EGFR small interfering RNA (siRNA) prevented hypoxia-induced proliferation and urea production. A: hPMVEC were transfected with either vehicle, a scramble siRNA, or EGFR siRNA (Dharmacon) for 24 h. The hPMVEC were then washed, EGM placed on them, and the hPMVEC were allowed to recover in normoxia for 24 h. The hPMVEC were washed again and seeded at 200,000 cells per well on a six-well plate and placed in either normoxia or hypoxia for 24 h. The number of viable cells was then counted using Trypan blue exclusion. The vehicle-treated and scramble siRNA-treated hPMVEC were not different in either normoxia or hypoxia. B: medium was collected from hPMVEC treated with EGFR siRNA or vehicle (n = 6 for each sample) as above and assayed for urea production.

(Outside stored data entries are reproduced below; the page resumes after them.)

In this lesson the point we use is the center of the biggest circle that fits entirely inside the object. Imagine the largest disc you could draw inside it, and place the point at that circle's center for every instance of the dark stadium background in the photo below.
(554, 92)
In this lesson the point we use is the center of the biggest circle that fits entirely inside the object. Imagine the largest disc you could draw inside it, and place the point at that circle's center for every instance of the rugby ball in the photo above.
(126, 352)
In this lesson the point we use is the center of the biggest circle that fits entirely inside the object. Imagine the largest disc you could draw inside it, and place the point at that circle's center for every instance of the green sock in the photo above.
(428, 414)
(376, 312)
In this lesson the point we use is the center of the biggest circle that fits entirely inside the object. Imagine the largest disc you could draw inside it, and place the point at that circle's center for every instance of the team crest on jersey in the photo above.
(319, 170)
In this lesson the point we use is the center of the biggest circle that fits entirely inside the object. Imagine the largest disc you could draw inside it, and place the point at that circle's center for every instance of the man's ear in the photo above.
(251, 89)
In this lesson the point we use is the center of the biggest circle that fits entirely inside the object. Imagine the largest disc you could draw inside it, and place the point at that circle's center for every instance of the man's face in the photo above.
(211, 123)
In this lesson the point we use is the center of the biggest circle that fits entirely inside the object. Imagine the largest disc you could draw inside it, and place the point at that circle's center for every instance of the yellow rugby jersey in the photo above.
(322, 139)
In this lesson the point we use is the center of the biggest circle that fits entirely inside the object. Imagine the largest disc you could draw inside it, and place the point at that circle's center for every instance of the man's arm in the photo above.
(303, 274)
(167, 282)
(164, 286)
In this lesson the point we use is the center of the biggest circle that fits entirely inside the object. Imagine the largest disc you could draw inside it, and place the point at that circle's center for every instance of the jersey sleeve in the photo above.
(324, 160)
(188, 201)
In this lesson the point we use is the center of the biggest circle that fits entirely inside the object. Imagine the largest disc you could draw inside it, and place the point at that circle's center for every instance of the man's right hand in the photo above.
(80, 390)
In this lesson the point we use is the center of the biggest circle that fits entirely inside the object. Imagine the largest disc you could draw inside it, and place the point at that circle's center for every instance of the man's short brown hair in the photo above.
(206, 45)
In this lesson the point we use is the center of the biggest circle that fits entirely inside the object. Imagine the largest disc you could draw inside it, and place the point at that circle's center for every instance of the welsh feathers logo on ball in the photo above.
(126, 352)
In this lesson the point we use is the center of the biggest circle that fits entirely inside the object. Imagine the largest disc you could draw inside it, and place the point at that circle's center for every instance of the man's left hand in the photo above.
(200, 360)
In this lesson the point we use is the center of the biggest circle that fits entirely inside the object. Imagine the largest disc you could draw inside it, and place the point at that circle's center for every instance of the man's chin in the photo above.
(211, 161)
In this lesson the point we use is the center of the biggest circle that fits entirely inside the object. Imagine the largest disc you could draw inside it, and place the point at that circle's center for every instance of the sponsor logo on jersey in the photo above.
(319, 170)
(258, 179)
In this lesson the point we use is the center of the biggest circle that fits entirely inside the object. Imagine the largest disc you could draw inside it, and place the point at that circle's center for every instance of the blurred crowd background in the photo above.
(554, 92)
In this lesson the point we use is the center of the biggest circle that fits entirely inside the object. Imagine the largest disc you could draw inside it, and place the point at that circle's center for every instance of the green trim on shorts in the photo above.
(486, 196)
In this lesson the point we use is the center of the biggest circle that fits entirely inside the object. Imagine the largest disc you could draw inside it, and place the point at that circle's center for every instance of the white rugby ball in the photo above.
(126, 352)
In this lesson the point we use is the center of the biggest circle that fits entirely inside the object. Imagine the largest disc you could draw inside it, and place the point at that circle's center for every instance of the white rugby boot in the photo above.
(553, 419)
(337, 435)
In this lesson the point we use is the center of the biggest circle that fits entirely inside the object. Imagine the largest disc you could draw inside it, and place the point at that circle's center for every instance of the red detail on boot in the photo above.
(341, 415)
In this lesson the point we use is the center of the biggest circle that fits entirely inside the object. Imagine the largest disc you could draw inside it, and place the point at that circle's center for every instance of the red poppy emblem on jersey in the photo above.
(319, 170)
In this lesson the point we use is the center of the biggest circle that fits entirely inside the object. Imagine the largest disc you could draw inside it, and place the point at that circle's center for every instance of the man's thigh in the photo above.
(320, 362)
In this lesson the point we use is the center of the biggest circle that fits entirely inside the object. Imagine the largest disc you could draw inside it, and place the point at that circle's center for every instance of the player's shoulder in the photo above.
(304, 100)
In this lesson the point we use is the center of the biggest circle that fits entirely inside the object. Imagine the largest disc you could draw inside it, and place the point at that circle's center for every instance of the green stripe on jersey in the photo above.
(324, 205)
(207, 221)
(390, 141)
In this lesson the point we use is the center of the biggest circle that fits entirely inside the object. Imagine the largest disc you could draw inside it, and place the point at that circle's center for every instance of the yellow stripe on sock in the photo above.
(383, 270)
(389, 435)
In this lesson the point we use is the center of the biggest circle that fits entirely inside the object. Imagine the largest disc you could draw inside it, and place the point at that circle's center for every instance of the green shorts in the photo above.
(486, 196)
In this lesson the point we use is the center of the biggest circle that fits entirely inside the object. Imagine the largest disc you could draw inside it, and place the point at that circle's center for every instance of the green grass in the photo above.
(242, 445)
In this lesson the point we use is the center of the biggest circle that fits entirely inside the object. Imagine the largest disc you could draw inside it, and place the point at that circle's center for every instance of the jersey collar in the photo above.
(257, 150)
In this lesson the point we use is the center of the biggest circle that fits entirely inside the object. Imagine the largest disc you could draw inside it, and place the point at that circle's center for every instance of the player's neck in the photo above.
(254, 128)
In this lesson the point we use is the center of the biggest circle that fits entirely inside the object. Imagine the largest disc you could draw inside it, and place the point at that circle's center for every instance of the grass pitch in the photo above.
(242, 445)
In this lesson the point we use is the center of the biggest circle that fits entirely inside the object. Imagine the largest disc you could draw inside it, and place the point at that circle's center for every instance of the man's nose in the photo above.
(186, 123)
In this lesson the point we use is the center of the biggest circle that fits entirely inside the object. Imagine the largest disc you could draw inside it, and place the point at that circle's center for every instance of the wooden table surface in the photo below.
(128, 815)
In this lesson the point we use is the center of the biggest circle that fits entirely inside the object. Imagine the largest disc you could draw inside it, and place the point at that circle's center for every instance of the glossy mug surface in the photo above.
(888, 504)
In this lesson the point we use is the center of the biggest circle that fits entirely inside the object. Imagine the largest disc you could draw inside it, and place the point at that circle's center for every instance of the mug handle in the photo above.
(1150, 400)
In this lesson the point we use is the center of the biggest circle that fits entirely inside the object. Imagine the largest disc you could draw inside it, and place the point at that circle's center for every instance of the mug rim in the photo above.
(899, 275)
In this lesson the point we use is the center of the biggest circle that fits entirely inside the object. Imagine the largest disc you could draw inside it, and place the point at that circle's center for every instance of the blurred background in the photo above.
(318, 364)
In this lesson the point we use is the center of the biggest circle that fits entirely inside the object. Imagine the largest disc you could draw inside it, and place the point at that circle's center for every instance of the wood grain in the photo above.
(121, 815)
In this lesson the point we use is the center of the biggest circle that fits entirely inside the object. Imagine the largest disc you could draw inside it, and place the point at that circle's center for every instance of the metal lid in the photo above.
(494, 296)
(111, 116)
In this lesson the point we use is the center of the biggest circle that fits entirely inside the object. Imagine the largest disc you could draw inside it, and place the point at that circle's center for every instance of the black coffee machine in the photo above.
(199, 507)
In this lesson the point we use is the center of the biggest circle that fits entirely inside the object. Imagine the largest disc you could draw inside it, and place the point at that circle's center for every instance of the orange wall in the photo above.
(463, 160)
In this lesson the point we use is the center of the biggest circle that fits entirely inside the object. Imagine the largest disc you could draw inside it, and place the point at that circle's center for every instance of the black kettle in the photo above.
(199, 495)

The urea production was normalized to protein content of each plate and expressed as a percentage of normoxia. *Hypoxia vehicle treated different from vehicle-treated normoxia, P < 0.05. ^#+siRNA different from vehicle treated for the same condition, P < 0.05.

Fig. 10.

Proposed model for hypoxia-induced cellular proliferation via EGFR activation, with arginase as a necessary intermediate step. In our model, hypoxia results in EGFR activation, which leads to the induction of arginase II, which is required for EGFR-dependent, hypoxia-induced cellular proliferation. Pharmacological (AG-1478) or siRNA-mediated inhibition of EGFR expression and activation prevented both hypoxia-induced arginase II induction and cellular proliferation. Pharmacological inhibition of arginase activity (BEC, NOHA, and DFMO) prevented hypoxia-induced cellular proliferation.